Pros and Cons of Using Serverless Architecture with AWS SQS and Lambda
Pros
- Scalability: This architecture scales automatically with the workload. As more orders are placed, SQS handles the message queuing and Lambda functions scale automatically without the need for manual intervention or additional infrastructure setup.
- Cost Efficiency: Since AWS Lambda follows a pay-per-use model, you only pay for the compute time you use. Idle resources are not charged, unlike traditional server setups where you’d need to maintain running instances, even during low traffic.
- Decoupling of Services: SQS acts as a buffer between services, allowing each part of the system (payment processing, inventory updates, and email notifications) to operate independently. This reduces the complexity of managing failures and enables easier updates to individual components.
- Fault Tolerance: If one part of the system fails (e.g., payment service), the message will remain in the queue until it’s successfully processed, ensuring that no data or transactions are lost.
- Simplified Maintenance: With AWS managing the infrastructure, you don’t need to worry about server maintenance, patching, or scaling. The serverless model reduces the operational burden significantly.
Cons
- Cold Start Latency: AWS Lambda functions may experience cold start delays when they haven’t been invoked for a while. This can add a few hundred milliseconds to the processing time, which may not be ideal for time-sensitive applications.
- Limited Execution Time: Lambda has a maximum execution time of 15 minutes per function. For long-running tasks, you might need to find alternative solutions or break them into smaller units of work.
- Vendor Lock-In: By relying on AWS-specific services such as Lambda, SQS, and RDS, migrating your system to another cloud provider could become more complex and costly.
- Complexity in Monitoring and Debugging: Managing a distributed serverless architecture requires robust monitoring and logging practices. AWS CloudWatch provides logs, but debugging across multiple Lambda functions can be more challenging than in a monolithic architecture.
- Eventual Consistency: Since the services are decoupled and asynchronous, there might be slight delays between processing stages, leading to eventual consistency rather than immediate consistency.
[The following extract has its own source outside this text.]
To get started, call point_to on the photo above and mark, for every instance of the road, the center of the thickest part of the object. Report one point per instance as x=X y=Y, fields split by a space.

This might not be suitable for applications requiring instant updates.
Conclusion
This serverless architecture leveraging AWS SQS and Lambda offers a robust, scalable, and cost-efficient solution for processing orders in an e-commerce system. While it provides several advantages, such as automatic scaling and cost savings, it also comes with challenges, including cold start latency and the complexity of managing a distributed system.